When comparing to the lsof
command I get two different results.
Broken down to it's core, the script does this:
import psutil
p = psutil.Process(PID)
print(p.num_fds())
Currently num_fds()
reports 60 open file descriptors.
While for the same PID the result of lsof -p PID | wc -l
yields 167.
Where is this discrepandy coming from?
My understanding was that both, num_fds()
and lsof
, both report the same file descriptors, including open file handles, sockets, pipes, etc.
Small background: some processes seem to open sockets and/or file handles without closing them ever again. Thus after a longer period of time the process reaches it's limit of file descriptors and crashes. This tool is intended to monitor this process wether the number of file desriptors is constantly rising.
Looking at psutil source in GitHub, the implementation of this method is:
def num_fds(self):
return len(os.listdir("%s/%s/fd" % (self._procfs_path, self.pid)))

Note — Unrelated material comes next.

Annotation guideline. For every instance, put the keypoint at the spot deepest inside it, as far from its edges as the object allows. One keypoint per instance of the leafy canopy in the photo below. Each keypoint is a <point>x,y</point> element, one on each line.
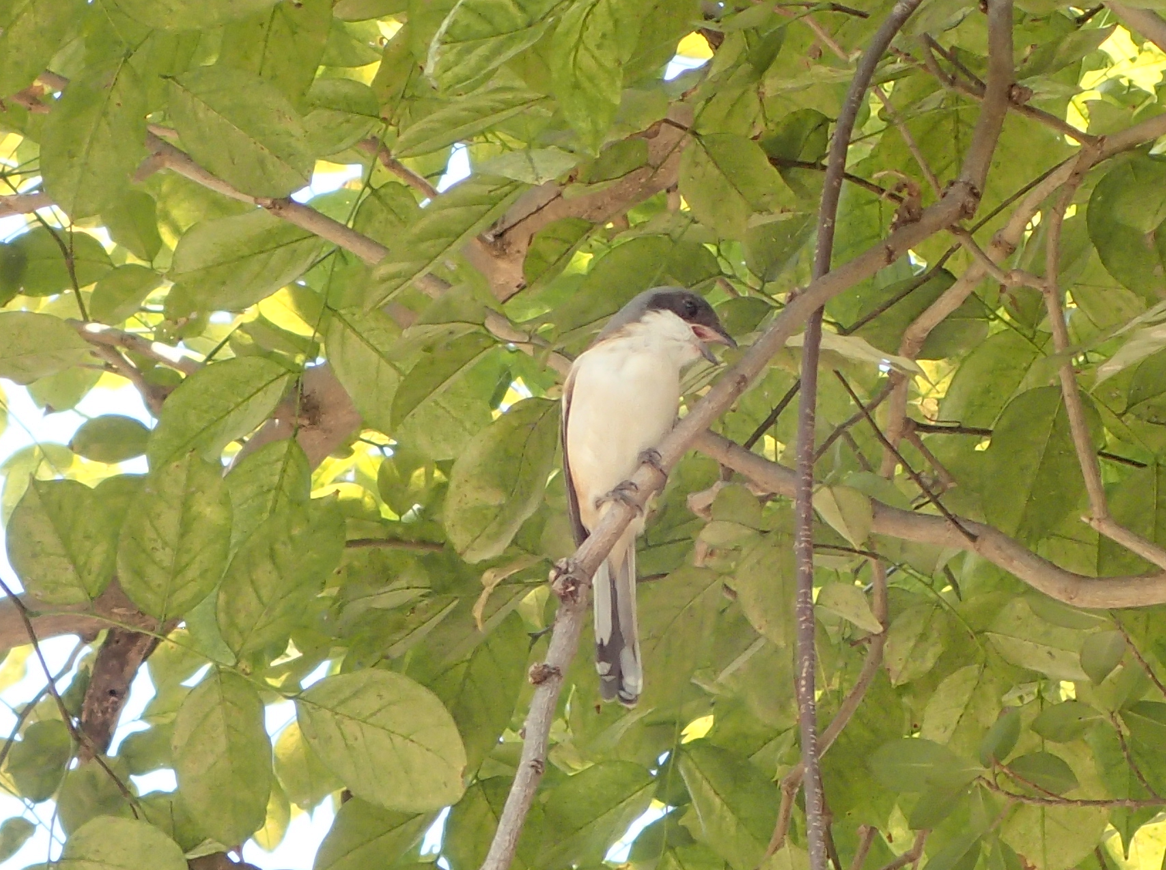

So it's just counting the number of file descriptors listed in /proc/pid or an equivalent location.
Looking at my current process on a Red Hat server, the pid directory contains 5 file descriptors; but lsof
reports 19 open files. Looking at the full lsof
output, the difference is that it lists things that don't appear to be associated with numeric file descriptors. The lsof
man page describes:
FD is the File Descriptor number of the file or:
cwd current working directory;
Lnn library references (AIX);
err FD information error (see NAME column);
jld jail directory (FreeBSD);
ltx shared library text (code and data);
Mxx hex memory-mapped type number xx.
m86 DOS Merge mapped file;
mem memory-mapped file;
mmap memory-mapped device;
pd parent directory;
rtd root directory;
tr kernel trace file (OpenBSD);
txt program text (code and data);
v86 VP/ix mapped file;
So, the discrepancy is because lsof
includes a variety of "open files" that are not actually mapped to file descriptors.